Un petit marché laissant place à un grand marché

Le bouleversement actuel du marché fait frémir les éditeurs dont les revenus étaient jusqu’à présent confortables. Ces derniers prennent aujourd’hui du recul et considèrent sérieusement ce nouveau mode d’achat qui pourrait bousculer leurs habitudes. Ils ont accéléré leurs réflexions depuis l’arrivée sans précédent de Facebook sur ce marché qui, à l’inverse d’autres ténors du marché, construit son business model sur plusieurs sources de revenus, dont les adexchanges.

En l’espace de douze mois, Facebook a engrangé plus d’1MM$ de revenus et pense cette année, accélérer cette croissance en prenant de vitesse les éditeurs comme Google, Yahoo, Microsoft et consorts, qui vendent encore à des prix fixes.

Facebook, bientôt premier site mondial en terme d’audience et de collection de datas menant la danse.

Néanmoins, la riposte est bien présente. La France fait d’ailleurs figure d’exemple avec les premiers adexchanges premium dont laplacemédia et audiencesquare. Ces derniers ont formé des associations d’éditeurs à forte audience afin d’attirer de plus en plus d’acheteurs aux enchères. Laplacemedia annonce avoir séduit plus de 12 000 annonceurs à la fin 2012 après quelques mois d’existence seulement.

Avec un faible effectif de départ, on peut parler d’un franc succès pour le modèle.

Des experts prêts à rassurer les annonceurs et éditeurs

A nouveau marché, nouvelles compétences. On est passé d’un marché d’acheteur/médiaplanneur à un marché de mathématicien/statisticien.

Ce n’est pas rien puisqu’on ne transforme pas tous les profils de la filière en un claquement de doigts.

Voilà pourquoi de nombreux spécialistes indépendants (trading desk/branding desk) sont nés afin de bousculer, vulgariser, rassurer, accompagner, projeter les annonceurs dans ce marché moderne de la communication performante.

Alors que les agences médias traditionnelles ont compris le message : s’adapter ou mourir, les spécialistes de ce nouveau mode d’achat ont anticipé qu’il fallait être en mouvement constant et appréhender les enjeux du temps réel pour satisfaire les clients. Ils prennent donc de l’avance tant technologique qu’intellectuelle.

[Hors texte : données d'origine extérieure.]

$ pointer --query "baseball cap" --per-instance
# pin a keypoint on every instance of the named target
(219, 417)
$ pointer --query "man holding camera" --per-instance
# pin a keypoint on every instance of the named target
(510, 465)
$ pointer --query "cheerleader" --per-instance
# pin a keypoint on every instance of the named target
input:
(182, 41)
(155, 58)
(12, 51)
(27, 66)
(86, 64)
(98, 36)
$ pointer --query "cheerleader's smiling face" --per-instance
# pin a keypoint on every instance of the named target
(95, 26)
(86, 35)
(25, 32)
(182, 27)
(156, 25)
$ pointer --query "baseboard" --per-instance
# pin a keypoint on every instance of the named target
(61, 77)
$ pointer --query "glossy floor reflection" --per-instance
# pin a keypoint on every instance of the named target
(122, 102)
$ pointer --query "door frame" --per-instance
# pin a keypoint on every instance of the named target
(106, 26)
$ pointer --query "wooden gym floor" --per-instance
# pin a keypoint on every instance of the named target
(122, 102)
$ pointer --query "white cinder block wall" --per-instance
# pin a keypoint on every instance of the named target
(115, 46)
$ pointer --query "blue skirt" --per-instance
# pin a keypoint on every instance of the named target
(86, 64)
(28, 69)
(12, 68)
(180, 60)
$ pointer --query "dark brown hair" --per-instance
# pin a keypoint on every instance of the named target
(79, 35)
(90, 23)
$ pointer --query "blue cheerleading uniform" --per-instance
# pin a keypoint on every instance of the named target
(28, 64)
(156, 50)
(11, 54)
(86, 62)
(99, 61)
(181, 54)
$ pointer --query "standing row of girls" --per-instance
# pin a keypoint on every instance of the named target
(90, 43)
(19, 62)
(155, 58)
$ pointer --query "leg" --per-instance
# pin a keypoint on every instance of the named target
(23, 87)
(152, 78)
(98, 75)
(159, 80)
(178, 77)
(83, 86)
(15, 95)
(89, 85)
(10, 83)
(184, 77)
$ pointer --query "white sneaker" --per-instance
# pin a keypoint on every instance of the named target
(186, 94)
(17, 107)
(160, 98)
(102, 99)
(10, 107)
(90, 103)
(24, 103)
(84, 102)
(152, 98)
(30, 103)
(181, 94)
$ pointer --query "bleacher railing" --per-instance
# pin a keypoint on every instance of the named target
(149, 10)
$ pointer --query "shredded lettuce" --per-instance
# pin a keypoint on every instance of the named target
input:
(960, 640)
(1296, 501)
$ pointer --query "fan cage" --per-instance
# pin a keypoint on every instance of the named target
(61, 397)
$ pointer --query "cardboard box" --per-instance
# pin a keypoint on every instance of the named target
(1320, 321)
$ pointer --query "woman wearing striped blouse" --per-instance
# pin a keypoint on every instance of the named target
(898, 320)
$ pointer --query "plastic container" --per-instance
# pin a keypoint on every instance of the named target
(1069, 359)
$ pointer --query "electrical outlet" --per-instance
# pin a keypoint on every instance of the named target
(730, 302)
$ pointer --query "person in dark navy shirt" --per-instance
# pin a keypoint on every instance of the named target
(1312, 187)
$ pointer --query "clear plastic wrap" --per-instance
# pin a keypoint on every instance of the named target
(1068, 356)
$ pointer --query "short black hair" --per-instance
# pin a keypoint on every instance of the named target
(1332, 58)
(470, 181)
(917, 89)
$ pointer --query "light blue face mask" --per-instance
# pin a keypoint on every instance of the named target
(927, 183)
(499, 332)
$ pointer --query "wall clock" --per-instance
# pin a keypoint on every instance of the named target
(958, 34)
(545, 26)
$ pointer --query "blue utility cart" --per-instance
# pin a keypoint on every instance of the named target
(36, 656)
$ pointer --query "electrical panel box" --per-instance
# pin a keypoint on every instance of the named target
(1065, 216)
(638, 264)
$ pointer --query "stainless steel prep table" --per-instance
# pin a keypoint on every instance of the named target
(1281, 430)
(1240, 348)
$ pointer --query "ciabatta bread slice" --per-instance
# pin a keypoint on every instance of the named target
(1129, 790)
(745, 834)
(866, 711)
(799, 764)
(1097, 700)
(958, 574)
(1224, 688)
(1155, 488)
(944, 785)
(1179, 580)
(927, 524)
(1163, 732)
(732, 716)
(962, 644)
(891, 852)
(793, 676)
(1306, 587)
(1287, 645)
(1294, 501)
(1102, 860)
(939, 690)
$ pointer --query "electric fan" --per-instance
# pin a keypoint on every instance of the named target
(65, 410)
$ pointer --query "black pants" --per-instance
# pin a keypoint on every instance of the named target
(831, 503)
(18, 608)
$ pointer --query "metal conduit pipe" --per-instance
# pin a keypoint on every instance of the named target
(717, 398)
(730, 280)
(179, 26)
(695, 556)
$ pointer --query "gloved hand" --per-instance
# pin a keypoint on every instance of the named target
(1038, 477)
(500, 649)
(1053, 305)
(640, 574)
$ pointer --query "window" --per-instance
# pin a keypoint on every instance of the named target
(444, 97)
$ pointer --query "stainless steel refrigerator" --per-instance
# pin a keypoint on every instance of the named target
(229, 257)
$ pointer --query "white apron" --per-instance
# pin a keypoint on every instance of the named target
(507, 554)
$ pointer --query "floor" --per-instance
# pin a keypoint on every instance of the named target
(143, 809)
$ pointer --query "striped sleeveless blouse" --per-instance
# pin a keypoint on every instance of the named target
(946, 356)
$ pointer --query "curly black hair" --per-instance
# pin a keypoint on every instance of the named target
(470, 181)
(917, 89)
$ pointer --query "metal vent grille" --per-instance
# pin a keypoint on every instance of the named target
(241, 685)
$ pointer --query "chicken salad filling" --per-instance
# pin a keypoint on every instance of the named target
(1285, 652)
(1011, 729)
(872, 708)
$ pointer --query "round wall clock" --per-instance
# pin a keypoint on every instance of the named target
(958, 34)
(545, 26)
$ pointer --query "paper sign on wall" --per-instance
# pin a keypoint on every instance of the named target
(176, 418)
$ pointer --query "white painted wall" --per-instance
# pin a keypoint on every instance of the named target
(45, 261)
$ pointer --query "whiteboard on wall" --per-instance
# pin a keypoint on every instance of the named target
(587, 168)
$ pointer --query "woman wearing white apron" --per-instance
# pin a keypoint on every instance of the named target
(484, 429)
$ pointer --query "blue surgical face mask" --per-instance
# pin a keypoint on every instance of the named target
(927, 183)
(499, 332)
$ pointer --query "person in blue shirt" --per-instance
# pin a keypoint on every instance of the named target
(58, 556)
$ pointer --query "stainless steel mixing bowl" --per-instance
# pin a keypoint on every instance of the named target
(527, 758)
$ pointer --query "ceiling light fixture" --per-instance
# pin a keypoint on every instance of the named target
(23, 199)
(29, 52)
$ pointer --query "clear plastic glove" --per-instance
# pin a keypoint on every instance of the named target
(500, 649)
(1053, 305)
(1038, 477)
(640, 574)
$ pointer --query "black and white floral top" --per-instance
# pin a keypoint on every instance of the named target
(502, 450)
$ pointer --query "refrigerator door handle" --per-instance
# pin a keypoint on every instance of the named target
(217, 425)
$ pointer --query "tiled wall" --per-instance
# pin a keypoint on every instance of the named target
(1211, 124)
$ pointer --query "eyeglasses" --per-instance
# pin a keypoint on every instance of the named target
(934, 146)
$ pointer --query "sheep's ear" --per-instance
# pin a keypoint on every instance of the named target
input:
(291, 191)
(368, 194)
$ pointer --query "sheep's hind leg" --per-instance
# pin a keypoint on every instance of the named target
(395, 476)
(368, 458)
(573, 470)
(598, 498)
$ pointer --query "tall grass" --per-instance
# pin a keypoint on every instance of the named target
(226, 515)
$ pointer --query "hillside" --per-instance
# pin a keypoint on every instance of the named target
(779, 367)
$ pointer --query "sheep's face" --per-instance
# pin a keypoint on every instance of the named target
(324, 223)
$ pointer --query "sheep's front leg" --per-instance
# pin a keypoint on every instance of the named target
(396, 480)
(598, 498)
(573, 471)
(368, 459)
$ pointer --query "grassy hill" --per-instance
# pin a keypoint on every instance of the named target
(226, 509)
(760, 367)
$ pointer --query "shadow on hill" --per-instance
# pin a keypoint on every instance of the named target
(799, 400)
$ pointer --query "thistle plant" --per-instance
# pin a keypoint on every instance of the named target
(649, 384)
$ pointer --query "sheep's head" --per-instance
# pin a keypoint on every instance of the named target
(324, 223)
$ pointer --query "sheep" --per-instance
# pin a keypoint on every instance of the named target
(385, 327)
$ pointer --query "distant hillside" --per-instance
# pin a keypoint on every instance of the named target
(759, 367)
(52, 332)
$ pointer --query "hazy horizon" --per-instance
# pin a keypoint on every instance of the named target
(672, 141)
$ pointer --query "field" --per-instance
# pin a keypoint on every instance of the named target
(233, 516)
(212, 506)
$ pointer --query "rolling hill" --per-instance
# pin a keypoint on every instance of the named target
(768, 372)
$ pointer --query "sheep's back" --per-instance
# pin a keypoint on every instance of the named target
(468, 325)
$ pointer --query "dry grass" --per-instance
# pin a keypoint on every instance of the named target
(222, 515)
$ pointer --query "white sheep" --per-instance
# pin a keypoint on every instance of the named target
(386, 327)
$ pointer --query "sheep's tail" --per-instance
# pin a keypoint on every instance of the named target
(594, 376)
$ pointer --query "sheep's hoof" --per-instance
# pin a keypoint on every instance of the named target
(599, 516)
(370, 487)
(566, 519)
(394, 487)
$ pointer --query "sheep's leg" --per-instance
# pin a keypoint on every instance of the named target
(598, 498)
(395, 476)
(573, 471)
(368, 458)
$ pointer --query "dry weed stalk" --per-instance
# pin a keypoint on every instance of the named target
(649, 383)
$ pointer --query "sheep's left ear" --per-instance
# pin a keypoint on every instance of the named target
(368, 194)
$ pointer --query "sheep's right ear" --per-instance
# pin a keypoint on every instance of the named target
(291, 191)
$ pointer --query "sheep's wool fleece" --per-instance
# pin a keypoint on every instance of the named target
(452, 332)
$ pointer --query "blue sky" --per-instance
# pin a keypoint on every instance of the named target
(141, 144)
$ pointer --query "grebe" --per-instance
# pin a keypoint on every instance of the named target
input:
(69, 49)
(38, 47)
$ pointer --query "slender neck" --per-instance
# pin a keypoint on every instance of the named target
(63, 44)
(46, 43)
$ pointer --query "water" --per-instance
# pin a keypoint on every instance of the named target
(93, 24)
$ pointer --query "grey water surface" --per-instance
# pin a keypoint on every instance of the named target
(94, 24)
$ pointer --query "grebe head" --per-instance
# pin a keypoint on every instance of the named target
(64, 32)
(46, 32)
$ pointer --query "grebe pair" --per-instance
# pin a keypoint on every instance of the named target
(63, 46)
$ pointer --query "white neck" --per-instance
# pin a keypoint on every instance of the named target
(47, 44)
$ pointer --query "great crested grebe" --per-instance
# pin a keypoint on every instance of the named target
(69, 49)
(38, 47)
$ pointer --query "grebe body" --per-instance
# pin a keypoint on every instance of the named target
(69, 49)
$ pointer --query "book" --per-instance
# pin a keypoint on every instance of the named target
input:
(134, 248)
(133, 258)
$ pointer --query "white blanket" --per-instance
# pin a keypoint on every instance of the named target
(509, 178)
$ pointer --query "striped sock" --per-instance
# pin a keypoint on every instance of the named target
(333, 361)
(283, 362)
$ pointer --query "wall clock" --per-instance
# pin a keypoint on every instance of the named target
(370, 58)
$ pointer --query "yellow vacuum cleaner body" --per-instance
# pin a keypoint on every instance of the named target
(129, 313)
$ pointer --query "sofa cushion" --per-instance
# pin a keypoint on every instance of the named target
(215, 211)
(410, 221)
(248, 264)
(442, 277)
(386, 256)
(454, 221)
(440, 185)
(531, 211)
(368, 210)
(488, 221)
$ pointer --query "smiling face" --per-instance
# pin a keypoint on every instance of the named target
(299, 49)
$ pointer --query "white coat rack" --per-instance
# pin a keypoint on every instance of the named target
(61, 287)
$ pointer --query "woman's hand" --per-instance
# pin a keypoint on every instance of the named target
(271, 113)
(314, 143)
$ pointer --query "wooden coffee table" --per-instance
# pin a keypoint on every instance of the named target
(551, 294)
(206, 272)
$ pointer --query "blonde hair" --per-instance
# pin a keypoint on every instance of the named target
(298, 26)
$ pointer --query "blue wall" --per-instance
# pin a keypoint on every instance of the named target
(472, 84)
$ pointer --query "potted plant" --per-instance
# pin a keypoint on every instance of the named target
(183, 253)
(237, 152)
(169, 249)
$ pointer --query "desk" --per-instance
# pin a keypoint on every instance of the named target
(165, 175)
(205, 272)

Ils misent plus sur le comportement des utilisateurs que sur le contexte de leur surf et c’est pour cela que leur publicité est enfin plus intelligente.

Quels premiers avantages pour l’annonceur ?

Acheter en direct, acheter à la source

Acheter sur plus de supports mieux optimisés

Maîtriser sa cible, son message, son offre par profil touché

Se faire une courbe d’apprentissage immédiate pour préparer son organisation à penser temps réel

« Être le pionnier d’une révolution et non le challenger » d’un point de vue publicitaire…

Emmanuel Poncet

Emmanuel Poncet est Associé Chez Zebestof, il travaille dans la publicité digitale depuis 1999.